Her research interests include adapting Scrum for student collaboration and faculty development, programmatic innovation in liberal education, and faculty wellbeing and burnout. At Georgia Tech, Rebecca works with faculty in the Hesburgh Teaching Fellows and Provost Teaching and Learning Fellows programs, co-editing the Teaching at Georgia Tech faculty guidebook, co-faciliating professional development workshops on teaching topics, and managing CTL communications.

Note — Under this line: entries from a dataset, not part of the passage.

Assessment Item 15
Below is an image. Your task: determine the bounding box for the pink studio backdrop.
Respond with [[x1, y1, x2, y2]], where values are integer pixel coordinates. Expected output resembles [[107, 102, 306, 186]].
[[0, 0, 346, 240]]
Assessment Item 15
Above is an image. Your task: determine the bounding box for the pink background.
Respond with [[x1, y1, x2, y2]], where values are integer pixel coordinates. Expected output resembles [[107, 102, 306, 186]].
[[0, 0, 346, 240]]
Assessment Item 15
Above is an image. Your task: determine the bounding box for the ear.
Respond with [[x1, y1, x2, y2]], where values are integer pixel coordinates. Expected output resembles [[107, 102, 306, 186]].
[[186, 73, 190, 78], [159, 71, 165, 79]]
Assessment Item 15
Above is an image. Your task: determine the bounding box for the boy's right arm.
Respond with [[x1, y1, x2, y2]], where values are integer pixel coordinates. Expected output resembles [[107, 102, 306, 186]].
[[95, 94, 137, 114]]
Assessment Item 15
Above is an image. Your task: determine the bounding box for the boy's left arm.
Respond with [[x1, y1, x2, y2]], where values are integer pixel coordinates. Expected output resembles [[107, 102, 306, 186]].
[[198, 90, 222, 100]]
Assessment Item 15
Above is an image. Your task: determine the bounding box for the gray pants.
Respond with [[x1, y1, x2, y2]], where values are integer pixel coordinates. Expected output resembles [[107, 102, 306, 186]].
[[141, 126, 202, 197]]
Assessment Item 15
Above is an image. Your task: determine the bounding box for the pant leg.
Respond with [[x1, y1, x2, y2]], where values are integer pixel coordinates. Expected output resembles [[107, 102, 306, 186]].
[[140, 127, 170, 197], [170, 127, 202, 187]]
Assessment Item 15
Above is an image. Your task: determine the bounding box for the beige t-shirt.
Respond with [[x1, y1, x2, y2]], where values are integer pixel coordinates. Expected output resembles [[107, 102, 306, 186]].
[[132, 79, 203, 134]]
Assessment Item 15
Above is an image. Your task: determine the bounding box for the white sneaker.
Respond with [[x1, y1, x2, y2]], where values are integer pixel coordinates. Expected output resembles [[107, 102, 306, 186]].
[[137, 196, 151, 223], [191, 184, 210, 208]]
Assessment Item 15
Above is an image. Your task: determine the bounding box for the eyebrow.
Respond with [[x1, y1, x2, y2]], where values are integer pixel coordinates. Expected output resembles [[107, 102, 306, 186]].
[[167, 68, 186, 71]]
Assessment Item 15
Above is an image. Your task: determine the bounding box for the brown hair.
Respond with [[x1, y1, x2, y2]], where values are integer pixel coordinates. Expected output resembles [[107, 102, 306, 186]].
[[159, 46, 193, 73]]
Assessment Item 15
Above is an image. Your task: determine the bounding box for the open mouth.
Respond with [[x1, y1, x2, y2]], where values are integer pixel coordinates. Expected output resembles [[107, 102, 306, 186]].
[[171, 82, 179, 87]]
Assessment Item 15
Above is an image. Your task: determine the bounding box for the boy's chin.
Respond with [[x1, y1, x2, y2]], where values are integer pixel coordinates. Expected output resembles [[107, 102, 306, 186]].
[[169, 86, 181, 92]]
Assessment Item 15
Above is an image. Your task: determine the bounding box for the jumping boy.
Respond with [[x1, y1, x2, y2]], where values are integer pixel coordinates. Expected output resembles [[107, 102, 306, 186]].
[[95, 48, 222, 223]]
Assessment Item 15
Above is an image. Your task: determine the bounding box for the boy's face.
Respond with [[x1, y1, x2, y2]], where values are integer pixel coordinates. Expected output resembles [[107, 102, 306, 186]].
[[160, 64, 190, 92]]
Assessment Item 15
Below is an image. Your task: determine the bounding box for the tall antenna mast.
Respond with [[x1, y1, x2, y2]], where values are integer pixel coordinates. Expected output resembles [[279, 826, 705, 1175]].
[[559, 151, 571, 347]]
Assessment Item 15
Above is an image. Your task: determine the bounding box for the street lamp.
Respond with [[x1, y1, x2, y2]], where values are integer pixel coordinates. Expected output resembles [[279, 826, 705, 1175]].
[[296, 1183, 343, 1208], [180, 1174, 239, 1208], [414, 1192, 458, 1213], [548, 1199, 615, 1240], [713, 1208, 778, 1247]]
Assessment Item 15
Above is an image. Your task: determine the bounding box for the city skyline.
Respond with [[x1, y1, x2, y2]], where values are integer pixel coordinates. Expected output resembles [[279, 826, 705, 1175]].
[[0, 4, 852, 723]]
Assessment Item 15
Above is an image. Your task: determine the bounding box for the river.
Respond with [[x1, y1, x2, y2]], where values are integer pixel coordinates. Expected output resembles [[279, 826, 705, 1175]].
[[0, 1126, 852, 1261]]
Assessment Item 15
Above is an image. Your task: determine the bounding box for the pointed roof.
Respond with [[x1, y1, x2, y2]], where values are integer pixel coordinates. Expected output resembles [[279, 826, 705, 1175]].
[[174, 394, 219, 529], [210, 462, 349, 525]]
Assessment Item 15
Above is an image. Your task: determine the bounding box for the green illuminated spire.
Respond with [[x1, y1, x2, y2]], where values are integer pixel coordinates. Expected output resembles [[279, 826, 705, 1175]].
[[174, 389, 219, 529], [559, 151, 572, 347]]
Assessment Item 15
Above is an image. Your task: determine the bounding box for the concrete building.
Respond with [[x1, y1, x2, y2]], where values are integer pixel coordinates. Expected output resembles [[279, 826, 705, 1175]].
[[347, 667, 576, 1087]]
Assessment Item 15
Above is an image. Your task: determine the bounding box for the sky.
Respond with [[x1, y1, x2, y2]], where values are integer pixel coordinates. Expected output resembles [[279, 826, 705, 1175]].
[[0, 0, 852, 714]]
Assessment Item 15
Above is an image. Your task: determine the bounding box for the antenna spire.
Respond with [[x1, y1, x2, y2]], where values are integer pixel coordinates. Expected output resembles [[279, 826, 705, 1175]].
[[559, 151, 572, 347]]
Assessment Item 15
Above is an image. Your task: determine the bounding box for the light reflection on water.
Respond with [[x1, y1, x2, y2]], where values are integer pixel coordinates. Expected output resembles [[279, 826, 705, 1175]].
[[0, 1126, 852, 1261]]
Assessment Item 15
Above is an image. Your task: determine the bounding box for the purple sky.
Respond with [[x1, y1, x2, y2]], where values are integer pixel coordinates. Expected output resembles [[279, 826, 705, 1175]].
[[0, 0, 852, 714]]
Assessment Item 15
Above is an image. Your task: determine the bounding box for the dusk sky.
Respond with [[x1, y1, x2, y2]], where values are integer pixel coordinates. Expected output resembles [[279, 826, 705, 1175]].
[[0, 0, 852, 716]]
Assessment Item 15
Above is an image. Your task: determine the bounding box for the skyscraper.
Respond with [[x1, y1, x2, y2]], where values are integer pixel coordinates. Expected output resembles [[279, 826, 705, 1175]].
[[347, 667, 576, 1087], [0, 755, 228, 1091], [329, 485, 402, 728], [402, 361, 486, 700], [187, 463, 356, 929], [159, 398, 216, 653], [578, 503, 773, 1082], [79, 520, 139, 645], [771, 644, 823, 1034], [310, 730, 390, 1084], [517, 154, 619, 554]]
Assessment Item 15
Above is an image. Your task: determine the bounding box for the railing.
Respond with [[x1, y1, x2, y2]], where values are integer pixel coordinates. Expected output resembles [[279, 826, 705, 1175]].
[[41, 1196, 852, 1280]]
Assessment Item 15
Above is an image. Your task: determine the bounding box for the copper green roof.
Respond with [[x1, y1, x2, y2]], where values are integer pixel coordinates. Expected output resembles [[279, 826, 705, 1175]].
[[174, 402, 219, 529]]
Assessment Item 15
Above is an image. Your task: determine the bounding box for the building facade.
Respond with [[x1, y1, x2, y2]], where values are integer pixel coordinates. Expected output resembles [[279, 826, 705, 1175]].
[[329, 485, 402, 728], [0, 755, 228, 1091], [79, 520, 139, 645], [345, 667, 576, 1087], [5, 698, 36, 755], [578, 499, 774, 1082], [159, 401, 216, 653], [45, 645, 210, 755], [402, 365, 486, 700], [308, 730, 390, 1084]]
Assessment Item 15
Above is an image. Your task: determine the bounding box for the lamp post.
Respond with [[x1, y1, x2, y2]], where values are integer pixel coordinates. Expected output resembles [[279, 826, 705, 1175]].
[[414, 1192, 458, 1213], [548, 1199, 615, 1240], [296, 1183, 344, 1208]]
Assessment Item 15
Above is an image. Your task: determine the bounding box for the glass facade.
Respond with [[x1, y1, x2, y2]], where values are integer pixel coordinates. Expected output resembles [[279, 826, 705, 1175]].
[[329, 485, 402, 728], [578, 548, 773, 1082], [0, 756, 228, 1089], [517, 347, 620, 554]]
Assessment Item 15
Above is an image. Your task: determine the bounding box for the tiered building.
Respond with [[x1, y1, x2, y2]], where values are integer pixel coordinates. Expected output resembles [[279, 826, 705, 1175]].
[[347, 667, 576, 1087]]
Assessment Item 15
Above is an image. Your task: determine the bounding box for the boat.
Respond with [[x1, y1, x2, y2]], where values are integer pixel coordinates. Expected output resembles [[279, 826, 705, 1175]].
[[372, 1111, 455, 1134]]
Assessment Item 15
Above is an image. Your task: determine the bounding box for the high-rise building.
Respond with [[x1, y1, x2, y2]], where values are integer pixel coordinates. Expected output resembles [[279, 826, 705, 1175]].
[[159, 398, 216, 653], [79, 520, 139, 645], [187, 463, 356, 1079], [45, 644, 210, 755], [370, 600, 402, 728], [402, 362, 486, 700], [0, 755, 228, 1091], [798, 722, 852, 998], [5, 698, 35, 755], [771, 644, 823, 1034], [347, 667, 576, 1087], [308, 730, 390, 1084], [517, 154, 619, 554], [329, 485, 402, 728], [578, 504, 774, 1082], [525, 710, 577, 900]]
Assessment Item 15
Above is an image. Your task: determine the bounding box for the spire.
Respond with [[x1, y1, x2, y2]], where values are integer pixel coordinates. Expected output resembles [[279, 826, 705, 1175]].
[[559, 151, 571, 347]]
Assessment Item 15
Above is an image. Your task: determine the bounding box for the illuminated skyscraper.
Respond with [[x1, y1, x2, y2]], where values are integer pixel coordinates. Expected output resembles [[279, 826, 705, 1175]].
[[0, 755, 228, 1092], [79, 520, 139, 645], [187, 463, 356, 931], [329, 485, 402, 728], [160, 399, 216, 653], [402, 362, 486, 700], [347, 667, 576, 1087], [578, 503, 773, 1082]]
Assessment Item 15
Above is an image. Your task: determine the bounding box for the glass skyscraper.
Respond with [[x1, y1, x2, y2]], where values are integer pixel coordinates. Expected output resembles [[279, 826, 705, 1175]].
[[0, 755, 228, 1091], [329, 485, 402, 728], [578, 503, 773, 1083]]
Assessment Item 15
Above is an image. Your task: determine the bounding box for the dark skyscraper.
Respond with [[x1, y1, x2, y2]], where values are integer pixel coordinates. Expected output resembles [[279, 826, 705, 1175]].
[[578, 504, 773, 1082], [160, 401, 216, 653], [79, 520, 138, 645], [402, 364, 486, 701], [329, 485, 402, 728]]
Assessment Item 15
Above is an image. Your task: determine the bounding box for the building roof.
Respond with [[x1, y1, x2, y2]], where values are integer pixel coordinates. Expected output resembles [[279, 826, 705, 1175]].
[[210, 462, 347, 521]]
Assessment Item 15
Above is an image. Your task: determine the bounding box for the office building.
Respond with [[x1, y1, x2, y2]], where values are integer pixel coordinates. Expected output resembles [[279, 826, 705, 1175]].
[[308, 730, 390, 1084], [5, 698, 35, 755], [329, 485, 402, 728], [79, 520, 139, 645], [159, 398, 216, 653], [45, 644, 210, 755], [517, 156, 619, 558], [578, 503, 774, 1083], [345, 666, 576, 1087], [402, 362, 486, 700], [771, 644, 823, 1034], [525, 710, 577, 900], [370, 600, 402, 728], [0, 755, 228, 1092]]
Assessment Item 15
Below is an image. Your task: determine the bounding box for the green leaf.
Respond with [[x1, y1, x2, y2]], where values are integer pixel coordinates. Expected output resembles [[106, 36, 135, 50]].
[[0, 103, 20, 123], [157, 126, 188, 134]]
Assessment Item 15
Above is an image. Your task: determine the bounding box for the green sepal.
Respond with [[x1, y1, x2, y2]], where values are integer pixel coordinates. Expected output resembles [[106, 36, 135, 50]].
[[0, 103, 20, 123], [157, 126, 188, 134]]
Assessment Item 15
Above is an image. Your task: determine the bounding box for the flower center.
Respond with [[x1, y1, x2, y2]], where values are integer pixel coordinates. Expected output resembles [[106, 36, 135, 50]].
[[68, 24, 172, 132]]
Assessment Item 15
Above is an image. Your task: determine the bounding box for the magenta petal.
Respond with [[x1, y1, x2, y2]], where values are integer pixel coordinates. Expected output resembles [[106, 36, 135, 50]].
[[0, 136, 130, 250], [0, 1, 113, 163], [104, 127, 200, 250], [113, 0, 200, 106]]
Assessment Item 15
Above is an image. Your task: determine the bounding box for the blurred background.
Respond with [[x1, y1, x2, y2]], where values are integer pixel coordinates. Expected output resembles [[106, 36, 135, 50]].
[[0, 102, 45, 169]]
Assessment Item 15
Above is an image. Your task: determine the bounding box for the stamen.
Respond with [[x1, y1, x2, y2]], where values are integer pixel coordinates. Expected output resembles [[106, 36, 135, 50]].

Steve SherwoodSteve Sherwood, Texas Christian University
Saturday, October 30, 2021

Writing Best Practices 8:40 am–9:40 am CST
Effective Revisions 9:50 am–10:50 am CST

Dr. Steve Sherwood is the director of the W.L. Adams Center for Writing at TCU, where he has taught writing and literature courses since 1988. In addition to having published short stories, articles, and essays in a number of journals, his publications include five books: the St. Martin´s Sourcebook for Writing Tutors, 4th edition (2011), with Christina Murphy), Writing Centers: An Annotated Bibliography (1996, with Murphy and Joe Law), the mystery novel Hardwater (2005), awarded the Garrett Prize for fiction, Field Guide: Essays and Stories (2014), and his latest mystery-suspense novel No Asylum (2014). He is secretary of the Texas Association of Creative Writing Teachers and has served as president of the South Central Writing Centers Association and the Conference of College Teachers of English (CCTE), which presented him with the Frances Hernández Teacher-Scholar Award in 2020. His research and teaching interests include writing centers, classical and contemporary rhetoric, humor theories, composition theory and pedagogy, and the modern American West. Dr. Sherwood regularly teaches courses in humor, nature writing, novel writing, and creative nonfiction in the Master of Liberal Arts program at TCU.